Сборник статей. Выпуск 1 - стр. 14
Образ коня-лося (или лося-коня) прослеживается у племен ямной культуры, которые в III тысячелетии до н. э. наряду с ритуальными захоронениями коней совершали ритуальные захоронения оленей. Культовое почитание животных, и в том числе оленя (лося), сохранилось и у продолжателей ее традиций – скифов и савроматов и в срубную эпоху (II тысячелетие до н. э.). У классических коневодов и наездников – скифов, которые, конечно же, не ездили ни на оленях, ни на лосях, постоянно контаминируются образы коня и оленя (лося). Память о том далеком времени, когда лось был верховым, а олень вместе с ним и упряжным, и главным жертвенным животным, сохранил один из важнейших гимнов Ригведы «Гимн жертвенному коню». В этом глубоко архаичном гимне, исполнявшемся во время священного обряда «Ашвамедхи» – ритуального принесения в жертву белого царского жеребца, – его ноги названы «ногами оленя», говорится, что он летит по небу птицей, и у него «крылатая» голова и «золотые рога», которые «широко простираются в пустынных просторах», что впереди коня ведут «козла – его сородича», и, наконец, что «небесные кони, являющие свою силу, в ряд, словно гуси, смыкаются…». (Интересно, что на Центральной скале Залавруги (Белое море) всю композицию из огромных фигур двух лосей, лосих и лодок возглавляют справа лоси, идущие клином, как летящие гуси.) Объяснить эти странности можно только тем, что здесь ретроспективно описывается не конь, а лось, так как, скорее, лосиные рога, напоминающие крылья птицы, могут делать голову «крылатой». Трудно согласиться со средневековым комментатором Ригведы Саяной в том, что «золотые рога» – это развевающаяся грива коня – скорее всего, это все же рога.
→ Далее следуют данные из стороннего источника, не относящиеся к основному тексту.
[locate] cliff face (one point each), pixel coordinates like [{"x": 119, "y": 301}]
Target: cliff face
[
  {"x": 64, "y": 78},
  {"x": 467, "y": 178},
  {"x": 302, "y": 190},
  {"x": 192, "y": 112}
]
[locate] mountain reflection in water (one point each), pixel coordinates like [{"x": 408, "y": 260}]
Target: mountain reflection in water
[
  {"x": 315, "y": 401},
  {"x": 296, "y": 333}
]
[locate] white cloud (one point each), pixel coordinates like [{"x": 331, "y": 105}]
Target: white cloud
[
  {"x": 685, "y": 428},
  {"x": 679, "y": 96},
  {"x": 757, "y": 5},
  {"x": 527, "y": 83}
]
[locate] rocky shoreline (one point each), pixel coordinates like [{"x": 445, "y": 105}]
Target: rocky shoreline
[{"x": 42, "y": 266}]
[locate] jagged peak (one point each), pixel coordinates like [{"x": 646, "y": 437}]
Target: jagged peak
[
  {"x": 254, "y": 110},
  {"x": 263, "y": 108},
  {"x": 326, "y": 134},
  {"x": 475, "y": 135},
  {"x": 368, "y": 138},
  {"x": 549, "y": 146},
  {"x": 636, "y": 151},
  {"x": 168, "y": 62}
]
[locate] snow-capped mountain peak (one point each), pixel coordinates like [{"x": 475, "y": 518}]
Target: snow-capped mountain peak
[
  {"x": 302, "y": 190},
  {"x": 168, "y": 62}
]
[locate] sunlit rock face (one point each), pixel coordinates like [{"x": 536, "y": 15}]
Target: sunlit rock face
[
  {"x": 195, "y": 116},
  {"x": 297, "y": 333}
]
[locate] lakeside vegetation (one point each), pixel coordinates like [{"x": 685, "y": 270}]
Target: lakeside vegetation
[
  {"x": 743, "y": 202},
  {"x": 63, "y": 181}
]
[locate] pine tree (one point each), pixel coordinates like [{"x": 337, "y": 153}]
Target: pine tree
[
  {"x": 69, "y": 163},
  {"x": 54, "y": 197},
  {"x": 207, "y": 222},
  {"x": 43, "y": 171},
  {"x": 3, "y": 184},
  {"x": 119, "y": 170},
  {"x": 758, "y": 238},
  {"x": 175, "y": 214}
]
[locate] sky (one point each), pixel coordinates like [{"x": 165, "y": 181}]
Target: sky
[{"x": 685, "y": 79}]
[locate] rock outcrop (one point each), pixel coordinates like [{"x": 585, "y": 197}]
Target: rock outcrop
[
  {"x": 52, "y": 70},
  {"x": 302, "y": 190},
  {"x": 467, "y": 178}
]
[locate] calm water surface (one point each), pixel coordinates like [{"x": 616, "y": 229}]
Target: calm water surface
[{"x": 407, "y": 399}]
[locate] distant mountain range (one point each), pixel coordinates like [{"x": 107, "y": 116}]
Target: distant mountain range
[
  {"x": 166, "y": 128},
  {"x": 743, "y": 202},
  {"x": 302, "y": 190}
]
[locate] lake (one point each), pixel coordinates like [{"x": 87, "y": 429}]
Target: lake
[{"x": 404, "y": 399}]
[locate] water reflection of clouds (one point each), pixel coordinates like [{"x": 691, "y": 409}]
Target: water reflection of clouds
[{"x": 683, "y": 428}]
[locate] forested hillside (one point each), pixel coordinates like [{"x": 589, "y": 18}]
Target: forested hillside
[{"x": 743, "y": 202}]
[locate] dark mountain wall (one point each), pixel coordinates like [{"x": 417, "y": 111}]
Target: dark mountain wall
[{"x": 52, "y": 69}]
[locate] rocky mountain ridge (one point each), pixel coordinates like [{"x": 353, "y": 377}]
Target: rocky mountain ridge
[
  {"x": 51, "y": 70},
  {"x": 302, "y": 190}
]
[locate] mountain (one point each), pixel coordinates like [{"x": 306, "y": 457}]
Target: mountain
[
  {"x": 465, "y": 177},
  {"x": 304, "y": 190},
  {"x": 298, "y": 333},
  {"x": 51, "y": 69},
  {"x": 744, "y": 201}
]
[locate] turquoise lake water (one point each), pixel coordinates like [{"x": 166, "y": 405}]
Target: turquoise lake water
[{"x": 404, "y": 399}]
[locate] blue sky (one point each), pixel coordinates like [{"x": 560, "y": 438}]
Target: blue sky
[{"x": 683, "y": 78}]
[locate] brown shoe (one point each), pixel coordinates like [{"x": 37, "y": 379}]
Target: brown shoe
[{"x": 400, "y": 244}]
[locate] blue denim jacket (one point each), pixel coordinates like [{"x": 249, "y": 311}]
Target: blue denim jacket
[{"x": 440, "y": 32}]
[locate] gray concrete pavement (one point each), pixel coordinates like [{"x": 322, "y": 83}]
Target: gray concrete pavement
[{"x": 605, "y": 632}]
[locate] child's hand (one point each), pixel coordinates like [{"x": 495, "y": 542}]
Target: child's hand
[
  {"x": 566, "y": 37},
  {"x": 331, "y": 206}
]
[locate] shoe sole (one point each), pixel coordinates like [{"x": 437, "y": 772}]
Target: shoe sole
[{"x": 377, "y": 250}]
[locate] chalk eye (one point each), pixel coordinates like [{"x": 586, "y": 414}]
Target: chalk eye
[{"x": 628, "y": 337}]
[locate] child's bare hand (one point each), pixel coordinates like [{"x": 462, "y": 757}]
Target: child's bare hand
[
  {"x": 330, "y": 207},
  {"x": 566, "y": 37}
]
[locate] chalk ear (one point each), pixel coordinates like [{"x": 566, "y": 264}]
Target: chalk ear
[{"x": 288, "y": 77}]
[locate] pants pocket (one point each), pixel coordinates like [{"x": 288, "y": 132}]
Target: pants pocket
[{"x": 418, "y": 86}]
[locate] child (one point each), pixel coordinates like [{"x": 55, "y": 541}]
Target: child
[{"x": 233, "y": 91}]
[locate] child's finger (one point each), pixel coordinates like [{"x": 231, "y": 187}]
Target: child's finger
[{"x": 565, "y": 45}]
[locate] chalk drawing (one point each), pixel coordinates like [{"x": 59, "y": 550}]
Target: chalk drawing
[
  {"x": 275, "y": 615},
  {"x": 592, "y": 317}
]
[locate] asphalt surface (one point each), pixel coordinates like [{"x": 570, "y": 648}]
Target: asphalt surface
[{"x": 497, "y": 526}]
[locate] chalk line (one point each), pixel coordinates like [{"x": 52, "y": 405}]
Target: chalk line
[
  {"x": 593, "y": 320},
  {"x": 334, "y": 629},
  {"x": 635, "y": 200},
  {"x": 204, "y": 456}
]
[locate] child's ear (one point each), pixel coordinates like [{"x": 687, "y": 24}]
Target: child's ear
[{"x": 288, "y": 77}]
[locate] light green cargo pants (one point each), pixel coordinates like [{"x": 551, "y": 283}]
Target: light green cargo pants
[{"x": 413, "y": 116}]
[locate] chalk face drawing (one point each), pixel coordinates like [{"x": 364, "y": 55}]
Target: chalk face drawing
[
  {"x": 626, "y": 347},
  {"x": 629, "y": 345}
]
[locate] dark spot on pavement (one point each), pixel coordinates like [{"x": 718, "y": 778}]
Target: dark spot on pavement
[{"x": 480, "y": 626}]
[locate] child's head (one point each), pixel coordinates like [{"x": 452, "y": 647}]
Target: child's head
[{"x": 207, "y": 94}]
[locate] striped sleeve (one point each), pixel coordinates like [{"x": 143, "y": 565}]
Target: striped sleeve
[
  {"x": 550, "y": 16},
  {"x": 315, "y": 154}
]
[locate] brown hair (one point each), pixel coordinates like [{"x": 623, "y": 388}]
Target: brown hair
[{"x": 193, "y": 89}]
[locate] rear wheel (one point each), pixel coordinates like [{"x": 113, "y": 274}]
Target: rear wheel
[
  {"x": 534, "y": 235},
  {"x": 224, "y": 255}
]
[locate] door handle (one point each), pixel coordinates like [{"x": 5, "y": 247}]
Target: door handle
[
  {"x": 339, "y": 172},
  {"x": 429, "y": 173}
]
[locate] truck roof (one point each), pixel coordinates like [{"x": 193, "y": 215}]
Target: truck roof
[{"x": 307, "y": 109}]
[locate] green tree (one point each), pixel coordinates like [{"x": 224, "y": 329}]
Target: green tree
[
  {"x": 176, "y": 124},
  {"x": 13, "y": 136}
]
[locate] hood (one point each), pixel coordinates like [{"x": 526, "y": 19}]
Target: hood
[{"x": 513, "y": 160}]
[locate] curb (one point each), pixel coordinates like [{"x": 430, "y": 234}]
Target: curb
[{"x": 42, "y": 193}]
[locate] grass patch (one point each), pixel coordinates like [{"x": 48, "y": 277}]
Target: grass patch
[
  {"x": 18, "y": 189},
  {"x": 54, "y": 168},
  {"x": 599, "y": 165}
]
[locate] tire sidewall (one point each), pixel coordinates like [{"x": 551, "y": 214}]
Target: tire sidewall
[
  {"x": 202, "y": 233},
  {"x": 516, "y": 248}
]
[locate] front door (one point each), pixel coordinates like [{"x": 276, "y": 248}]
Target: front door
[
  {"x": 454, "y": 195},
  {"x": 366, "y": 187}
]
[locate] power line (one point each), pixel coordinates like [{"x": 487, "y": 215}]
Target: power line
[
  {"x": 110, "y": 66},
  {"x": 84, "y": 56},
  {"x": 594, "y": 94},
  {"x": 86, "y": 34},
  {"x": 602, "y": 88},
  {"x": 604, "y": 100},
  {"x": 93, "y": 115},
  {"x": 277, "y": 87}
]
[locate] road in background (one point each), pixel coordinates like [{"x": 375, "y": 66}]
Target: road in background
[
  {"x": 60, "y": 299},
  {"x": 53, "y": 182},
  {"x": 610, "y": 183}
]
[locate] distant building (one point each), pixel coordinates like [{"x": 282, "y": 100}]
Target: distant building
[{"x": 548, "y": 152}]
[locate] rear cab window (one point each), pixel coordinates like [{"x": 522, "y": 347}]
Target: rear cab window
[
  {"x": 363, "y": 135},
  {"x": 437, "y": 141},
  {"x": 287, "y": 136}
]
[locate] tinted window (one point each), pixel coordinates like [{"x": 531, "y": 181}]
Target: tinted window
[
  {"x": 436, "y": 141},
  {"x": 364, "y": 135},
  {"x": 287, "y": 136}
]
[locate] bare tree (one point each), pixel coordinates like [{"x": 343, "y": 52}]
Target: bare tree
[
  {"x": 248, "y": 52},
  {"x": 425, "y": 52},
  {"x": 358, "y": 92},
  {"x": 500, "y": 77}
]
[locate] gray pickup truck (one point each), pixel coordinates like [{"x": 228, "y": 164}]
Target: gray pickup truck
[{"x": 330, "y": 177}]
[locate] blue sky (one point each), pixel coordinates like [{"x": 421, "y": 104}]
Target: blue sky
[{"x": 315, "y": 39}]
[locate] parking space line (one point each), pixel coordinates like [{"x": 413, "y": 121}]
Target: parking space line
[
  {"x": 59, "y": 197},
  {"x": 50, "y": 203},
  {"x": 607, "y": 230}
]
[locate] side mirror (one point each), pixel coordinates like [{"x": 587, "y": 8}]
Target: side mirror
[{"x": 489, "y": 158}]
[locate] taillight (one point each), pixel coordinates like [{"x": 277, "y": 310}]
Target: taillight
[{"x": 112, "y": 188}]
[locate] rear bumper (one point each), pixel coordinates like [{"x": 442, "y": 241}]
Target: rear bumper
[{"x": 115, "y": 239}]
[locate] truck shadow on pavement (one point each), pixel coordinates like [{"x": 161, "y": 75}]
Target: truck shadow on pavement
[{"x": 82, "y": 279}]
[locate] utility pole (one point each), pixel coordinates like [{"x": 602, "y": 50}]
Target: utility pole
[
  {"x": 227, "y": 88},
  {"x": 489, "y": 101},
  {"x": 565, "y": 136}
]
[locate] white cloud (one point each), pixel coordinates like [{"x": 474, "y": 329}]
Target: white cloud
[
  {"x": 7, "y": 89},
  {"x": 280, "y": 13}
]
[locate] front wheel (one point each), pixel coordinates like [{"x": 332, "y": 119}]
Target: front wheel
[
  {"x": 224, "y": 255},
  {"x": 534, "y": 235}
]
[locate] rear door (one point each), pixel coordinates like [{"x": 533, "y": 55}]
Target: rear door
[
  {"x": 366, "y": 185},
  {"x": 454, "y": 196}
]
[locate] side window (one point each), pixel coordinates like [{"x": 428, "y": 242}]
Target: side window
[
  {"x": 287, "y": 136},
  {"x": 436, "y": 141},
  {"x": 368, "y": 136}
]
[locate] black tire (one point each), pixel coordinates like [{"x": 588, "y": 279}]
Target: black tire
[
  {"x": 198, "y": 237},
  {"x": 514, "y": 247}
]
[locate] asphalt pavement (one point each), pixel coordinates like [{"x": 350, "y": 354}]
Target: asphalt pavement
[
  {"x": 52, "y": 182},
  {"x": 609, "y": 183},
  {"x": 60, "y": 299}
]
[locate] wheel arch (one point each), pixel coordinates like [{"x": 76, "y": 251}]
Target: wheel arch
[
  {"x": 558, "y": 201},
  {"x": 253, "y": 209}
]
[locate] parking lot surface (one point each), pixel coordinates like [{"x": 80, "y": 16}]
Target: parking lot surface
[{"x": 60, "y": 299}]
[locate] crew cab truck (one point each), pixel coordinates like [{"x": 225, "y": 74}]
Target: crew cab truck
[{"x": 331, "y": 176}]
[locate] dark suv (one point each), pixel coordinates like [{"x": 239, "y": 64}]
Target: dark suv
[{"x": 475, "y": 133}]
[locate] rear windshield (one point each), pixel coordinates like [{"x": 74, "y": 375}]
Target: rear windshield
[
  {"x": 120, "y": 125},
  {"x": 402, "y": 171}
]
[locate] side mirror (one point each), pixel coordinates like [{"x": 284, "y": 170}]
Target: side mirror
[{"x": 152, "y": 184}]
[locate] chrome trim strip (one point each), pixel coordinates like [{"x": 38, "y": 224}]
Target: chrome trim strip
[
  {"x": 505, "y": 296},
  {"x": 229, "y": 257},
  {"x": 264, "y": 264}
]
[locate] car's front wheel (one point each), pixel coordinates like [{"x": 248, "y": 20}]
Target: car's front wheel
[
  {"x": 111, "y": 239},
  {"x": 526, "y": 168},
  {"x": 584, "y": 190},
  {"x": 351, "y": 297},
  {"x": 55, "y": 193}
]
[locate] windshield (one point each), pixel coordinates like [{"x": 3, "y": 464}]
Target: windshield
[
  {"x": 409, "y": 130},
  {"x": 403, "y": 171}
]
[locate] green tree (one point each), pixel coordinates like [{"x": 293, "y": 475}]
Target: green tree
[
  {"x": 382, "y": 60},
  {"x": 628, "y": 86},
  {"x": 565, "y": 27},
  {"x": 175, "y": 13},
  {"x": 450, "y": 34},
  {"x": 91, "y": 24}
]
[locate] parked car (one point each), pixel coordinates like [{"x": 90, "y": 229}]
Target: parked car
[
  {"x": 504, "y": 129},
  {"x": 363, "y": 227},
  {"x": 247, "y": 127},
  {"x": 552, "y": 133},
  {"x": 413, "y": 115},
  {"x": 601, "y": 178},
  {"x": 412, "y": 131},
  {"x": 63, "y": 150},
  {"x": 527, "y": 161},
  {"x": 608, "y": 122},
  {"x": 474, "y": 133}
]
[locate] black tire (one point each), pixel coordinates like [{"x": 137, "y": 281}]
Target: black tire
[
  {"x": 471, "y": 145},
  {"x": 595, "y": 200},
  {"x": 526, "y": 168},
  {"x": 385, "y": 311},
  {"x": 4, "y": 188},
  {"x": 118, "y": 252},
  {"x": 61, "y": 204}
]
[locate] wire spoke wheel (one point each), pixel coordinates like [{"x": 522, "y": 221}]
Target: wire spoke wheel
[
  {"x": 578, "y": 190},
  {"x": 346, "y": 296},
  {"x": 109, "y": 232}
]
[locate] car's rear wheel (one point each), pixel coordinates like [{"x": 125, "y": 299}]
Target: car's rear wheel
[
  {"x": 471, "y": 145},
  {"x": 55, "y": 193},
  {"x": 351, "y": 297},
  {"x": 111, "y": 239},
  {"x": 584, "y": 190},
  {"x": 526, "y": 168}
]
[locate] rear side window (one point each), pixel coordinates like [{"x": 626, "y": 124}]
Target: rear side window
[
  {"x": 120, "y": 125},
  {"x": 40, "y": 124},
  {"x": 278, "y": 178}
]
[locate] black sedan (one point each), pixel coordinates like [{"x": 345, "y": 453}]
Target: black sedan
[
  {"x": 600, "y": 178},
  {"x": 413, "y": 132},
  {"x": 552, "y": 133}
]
Таким образом, вероятно, сложившийся еще на рубеже мезолита и неолита (а, возможно, и раньше) круг древних образов, состоящий из человека, лося и водоплавающей птицы, связанных с каким-то архаичнейшим комплексом мифопоэтических представлений, со временем трансформировался и на смену лосю пришел конь, который органично вписался в древнейшую трехчастную композицию.
Наглядное подтверждение этому мы можем найти не только в памятниках индоиранской мифологии и изобразительного искусства, но и в славянской народной традиции, для которой «характерна консервация рудиментов архаичнейших явлений, не зафиксированных подчас не только в античной традиции, но и в традиции ведической эпохи», так как если в общеиндоевропейском фольклоре и встречается уподобление коня оленю или птице, а пара уток символизирует супружескую любовь, то трудно, тем не менее, найти где-либо за пределами славянского, а точнее восточнославянского, ареала такое точное воспроизведение именно индоиранской схемы, как это имеет место в русском, конкретно северорусском, народном прикладном искусстве. Именно здесь в трехчастных композициях с центральным женским персонажем или эквивалентным ему деревом, а зачастую женщиной, трансформирующейся в дерево, изображаются олени-лоси, всадники, кони, «утицы», т. е. утки («гуси-лебеди»), и, что очень важно, именно в этой традиции можно встретить изображения коней с птичьими хвостами, с лебедиными туловищами, уток с конскими головами. Еще на праславянских украшениях встречаются многочисленные изображения лебедей. Они расположены по сторонам женской фигуры, стоящей с поднятыми руками, на бронзовом браслете VII в. до н. э. из клада в Радолинеке, близ Познани. Древнегреческая мифология связывает лебедей, священных птиц Аполлона, с северной окраиной Ойкумены, куда они ежегодно уносили бога к берегам далекого, холодного Кронийского океана, в земли гипербореев. Вероятно, прав Б. Рыбаков, считая, что «солнечных лебедей праславянского мира мы должны рассматривать не как механическое заимствование античного мифа, а как соучастие северных племен в каком-то общем (может быть, индоевропейском) мифотворчестве, связанном с солнцем и солнечным божеством», и что образ женщины, воздевшей руки к небу, с птицами-утками («утицами») по сторонам, очень архаичный, дожил именно в северорусской вышивке до конца XIX в.